On a broader level, the weakened currency means Indonesian companies can't afford to import the materials they need. They are going bankrupt and laying off their employees.
Everyone agrees that Indonesia needs a stable and ideally a stronger currency, but pegging the rupiah may not be the way to go about it. The IMF and many of the governments that bankroll the fund, including the US, have argued against the currency board, saying the country does not have the fiscal strength and financial reserves to back up such a system.
Suharto's advisers, including American economist Steve Hanke, have spoken of fixing the rupiah to dollar rate at around 5,500, making the Indonesian currency worth twice as many dollars as it is now. Many people might be tempted to exchange their rupiah for dollars at this new, fixed rate, on the theory that the government could not sustain the system. If and when the system broke down, the dollars would be worth many more rupiah.

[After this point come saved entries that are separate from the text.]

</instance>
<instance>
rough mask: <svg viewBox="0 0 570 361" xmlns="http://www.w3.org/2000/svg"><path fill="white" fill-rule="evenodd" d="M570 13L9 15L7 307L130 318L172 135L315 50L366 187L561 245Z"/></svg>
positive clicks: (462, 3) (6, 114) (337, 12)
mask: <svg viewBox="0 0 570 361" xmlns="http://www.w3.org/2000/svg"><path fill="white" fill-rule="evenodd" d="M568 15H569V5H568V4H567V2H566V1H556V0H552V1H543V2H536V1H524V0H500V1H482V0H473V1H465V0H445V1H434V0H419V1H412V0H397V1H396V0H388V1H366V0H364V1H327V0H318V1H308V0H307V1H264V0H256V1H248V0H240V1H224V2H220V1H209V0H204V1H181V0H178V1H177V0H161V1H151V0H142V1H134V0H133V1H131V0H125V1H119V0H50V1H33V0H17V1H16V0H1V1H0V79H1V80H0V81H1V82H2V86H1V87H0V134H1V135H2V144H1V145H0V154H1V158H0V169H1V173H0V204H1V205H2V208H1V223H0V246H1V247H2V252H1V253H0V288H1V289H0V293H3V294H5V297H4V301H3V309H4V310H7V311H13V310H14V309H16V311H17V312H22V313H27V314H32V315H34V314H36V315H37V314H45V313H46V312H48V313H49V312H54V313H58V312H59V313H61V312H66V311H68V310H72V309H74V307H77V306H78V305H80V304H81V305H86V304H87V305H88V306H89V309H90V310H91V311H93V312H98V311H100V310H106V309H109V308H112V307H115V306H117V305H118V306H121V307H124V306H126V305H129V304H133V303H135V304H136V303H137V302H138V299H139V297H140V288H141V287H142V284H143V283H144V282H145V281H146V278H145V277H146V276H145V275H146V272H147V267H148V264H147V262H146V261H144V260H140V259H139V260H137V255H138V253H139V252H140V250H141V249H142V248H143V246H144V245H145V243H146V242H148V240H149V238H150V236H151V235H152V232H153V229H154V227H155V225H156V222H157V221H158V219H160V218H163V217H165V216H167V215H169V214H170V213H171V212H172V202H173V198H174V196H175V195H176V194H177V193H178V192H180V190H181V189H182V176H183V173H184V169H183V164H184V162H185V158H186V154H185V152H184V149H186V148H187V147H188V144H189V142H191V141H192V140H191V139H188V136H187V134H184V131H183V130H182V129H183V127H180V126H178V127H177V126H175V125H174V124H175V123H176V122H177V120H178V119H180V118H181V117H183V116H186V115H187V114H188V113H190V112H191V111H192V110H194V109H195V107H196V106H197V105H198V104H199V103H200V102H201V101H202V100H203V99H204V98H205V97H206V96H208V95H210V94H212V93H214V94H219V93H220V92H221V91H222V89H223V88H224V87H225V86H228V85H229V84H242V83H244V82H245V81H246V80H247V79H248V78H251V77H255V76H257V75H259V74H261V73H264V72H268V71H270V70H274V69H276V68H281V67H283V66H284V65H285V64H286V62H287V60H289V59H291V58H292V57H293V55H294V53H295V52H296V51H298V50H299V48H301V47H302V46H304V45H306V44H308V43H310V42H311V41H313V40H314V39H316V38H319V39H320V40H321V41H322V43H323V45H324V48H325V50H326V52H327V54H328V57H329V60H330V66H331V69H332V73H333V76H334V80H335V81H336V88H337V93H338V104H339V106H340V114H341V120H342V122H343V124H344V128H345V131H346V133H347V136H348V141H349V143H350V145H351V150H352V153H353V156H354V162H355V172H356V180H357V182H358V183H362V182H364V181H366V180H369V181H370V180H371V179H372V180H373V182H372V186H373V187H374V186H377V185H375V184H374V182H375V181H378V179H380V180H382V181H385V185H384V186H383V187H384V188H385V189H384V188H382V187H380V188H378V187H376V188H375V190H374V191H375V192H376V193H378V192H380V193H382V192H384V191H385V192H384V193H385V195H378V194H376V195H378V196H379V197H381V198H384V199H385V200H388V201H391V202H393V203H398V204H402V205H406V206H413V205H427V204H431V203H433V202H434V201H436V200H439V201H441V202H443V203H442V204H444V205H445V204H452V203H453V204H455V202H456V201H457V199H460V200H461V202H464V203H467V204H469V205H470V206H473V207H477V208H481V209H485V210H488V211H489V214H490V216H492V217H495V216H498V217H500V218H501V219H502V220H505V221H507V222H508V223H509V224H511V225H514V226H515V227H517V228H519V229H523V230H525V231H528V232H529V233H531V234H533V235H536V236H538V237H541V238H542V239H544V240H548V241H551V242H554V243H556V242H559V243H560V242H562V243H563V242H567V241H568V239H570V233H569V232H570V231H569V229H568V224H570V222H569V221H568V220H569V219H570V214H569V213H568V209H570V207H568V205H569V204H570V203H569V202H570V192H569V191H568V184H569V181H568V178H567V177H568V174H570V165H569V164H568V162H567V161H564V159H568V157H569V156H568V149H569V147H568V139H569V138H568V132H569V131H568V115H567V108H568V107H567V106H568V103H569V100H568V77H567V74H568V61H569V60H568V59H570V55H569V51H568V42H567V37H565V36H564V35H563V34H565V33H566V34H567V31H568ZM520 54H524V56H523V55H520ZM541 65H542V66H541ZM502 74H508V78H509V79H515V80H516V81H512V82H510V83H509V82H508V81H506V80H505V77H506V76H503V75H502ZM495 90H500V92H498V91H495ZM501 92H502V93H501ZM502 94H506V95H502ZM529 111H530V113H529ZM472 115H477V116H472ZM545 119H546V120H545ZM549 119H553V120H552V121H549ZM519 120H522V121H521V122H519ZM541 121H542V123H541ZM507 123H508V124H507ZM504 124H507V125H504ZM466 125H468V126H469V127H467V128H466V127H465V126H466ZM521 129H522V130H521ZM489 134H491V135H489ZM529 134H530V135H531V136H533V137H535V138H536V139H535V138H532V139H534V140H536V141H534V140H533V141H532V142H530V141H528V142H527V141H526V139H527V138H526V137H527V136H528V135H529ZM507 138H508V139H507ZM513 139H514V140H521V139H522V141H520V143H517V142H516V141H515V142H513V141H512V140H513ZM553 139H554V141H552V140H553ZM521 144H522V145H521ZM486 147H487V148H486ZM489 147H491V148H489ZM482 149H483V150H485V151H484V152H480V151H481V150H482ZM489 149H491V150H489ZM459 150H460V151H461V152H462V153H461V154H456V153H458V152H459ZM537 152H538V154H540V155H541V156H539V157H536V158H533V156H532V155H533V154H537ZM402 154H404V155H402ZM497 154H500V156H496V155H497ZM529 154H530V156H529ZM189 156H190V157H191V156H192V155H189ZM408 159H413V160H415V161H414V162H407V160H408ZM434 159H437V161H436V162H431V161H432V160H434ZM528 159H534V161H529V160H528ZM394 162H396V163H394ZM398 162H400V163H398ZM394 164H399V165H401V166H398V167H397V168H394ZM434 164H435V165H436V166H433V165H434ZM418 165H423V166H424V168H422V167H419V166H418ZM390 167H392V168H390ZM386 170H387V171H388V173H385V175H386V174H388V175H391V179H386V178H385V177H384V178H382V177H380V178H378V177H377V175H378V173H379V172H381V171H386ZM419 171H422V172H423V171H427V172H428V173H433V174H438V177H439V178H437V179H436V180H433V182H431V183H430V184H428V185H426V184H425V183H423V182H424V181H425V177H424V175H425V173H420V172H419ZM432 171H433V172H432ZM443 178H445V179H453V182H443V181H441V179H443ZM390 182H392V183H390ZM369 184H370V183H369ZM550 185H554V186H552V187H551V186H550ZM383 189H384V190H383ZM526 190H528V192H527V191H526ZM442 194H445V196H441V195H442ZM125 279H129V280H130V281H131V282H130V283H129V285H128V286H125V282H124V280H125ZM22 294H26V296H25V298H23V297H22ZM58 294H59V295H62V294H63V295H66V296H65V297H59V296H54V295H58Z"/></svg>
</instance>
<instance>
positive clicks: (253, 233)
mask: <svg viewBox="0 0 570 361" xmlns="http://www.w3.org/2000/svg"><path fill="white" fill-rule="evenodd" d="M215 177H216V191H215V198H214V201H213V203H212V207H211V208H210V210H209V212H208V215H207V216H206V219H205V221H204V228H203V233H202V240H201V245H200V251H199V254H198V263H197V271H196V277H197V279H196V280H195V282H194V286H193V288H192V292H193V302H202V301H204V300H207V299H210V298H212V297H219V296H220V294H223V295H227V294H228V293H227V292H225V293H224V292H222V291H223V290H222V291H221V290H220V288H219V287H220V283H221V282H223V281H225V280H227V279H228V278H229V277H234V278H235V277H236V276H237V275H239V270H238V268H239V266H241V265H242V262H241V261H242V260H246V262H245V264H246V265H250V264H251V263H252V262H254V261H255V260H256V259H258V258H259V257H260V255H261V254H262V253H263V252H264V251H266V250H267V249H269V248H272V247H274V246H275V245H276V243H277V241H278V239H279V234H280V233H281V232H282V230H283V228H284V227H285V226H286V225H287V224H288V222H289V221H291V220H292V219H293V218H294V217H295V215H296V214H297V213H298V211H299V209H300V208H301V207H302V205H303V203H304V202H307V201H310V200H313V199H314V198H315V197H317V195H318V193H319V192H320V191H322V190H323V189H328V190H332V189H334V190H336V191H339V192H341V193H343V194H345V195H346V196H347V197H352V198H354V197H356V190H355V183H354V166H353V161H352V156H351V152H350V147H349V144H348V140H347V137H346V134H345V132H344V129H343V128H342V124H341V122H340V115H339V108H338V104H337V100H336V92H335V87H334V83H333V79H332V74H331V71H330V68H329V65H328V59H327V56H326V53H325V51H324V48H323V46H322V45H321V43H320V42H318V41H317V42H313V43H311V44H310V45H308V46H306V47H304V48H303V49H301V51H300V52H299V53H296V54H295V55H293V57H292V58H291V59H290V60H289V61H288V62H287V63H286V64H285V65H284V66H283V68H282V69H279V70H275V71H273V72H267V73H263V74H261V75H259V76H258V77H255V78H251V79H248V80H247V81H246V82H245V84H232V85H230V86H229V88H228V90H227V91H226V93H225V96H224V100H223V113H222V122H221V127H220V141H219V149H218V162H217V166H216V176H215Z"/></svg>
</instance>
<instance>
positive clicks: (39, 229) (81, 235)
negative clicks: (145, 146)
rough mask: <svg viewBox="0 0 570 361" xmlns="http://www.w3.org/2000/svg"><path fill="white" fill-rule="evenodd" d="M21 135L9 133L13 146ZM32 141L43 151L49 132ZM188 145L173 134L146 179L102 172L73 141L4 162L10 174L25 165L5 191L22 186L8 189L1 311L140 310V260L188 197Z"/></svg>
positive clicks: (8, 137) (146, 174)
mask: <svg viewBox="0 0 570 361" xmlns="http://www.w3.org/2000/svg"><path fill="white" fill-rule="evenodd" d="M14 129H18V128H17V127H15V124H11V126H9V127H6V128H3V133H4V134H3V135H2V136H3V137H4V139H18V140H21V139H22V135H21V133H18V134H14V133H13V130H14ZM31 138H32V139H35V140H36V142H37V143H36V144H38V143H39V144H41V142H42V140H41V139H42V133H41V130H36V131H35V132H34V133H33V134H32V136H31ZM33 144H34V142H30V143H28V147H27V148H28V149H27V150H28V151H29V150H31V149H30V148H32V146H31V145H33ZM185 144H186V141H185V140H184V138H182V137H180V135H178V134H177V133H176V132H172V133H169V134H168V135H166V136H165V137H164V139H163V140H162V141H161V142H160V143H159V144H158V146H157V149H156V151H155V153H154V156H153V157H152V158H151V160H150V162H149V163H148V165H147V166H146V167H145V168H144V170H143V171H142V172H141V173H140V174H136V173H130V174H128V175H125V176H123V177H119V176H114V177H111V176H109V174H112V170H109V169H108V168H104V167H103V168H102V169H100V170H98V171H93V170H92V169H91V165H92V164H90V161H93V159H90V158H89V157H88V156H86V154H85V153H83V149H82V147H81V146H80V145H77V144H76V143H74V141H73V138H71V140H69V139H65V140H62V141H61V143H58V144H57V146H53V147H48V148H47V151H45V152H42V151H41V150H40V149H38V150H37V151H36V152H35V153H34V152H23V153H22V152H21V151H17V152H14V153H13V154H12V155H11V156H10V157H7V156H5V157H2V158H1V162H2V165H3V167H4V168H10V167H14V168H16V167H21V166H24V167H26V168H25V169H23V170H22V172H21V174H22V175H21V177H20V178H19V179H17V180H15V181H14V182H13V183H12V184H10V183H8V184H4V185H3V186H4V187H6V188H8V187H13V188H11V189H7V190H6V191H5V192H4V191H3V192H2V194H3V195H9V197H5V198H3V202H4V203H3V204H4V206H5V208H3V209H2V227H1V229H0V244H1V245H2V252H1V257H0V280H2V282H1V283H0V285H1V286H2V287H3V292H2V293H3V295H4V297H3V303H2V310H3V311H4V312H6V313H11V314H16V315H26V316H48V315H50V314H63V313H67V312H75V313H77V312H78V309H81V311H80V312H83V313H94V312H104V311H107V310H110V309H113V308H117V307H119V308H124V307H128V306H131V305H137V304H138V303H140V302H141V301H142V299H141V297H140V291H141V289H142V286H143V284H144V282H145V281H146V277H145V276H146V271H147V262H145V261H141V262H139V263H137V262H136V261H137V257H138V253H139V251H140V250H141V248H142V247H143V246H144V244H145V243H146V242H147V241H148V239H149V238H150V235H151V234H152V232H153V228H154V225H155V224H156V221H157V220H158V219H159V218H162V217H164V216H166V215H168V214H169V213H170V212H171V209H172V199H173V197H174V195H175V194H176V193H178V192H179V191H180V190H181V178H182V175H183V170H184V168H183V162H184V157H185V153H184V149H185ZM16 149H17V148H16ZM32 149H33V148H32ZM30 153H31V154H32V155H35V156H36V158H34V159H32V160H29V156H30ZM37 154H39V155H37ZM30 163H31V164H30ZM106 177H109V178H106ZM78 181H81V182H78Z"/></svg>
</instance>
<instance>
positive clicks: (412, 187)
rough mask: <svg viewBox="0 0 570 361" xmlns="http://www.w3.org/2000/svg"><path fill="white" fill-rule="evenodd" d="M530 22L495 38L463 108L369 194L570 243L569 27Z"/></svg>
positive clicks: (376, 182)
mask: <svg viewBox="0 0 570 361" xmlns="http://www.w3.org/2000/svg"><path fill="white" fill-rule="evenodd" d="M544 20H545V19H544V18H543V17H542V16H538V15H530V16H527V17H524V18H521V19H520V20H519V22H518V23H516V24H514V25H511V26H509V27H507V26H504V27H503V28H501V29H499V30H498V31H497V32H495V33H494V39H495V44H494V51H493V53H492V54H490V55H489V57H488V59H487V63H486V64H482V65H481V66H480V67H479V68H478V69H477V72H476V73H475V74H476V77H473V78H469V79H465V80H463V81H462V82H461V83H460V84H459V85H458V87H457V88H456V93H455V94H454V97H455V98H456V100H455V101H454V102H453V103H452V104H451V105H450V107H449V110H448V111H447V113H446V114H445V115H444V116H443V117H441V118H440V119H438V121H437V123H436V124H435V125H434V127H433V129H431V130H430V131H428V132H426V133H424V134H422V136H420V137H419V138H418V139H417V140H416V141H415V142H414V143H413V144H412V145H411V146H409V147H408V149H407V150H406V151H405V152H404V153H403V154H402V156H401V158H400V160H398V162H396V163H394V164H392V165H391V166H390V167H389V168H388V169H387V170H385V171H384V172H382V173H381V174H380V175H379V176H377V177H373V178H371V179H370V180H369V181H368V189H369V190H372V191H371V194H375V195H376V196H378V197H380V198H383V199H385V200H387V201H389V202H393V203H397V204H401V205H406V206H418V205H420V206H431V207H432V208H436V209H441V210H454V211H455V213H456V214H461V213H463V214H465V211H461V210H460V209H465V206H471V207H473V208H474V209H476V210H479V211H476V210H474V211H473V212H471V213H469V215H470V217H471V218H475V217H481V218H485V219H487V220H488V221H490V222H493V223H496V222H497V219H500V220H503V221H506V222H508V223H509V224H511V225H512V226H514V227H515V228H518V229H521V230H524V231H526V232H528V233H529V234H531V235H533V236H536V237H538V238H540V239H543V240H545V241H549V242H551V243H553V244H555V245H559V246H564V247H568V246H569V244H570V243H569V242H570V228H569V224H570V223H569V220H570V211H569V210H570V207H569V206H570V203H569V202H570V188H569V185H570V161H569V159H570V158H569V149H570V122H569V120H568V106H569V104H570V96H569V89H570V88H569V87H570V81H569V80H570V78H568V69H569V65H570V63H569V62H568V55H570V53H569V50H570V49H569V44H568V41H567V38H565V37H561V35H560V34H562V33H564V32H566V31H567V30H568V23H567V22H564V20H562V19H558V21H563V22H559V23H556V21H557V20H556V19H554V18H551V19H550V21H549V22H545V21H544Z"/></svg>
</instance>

But in a speech March 1, despite calls from governments to abandon the currency board, Suharto acknowledged the idea was still on the table. As he noted, what the IMF has required of him so far is not working.
There is no plan in place to pay off foreign loans that have quadrupled in value in rupiah terms, and the country is on the verge of hyperinflation. Trade is collapsing, which is especially hard on a country that finishes goods - assembling clothes and electronic goods whose parts are made elsewhere, for export to markets in third countries.
Backsliding on reforms
Economists complain that Suharto has not done enough to rid the country of nepotism and collusion. The president and his family have grown wealthy over the decades of his rule and some of his children and associates are protected from competition through cartels and monopolies.
Says one European diplomat in Jakarta: "Confidence in this country's economy is never going to be fully restored with Suharto [remaining in power]. We've seen his backsliding" on reforms.
At the same time, he adds, "I don't think it's in the interest of foreign governments or of Indonesia for him to step down tomorrow." That, he says, could bring chaos.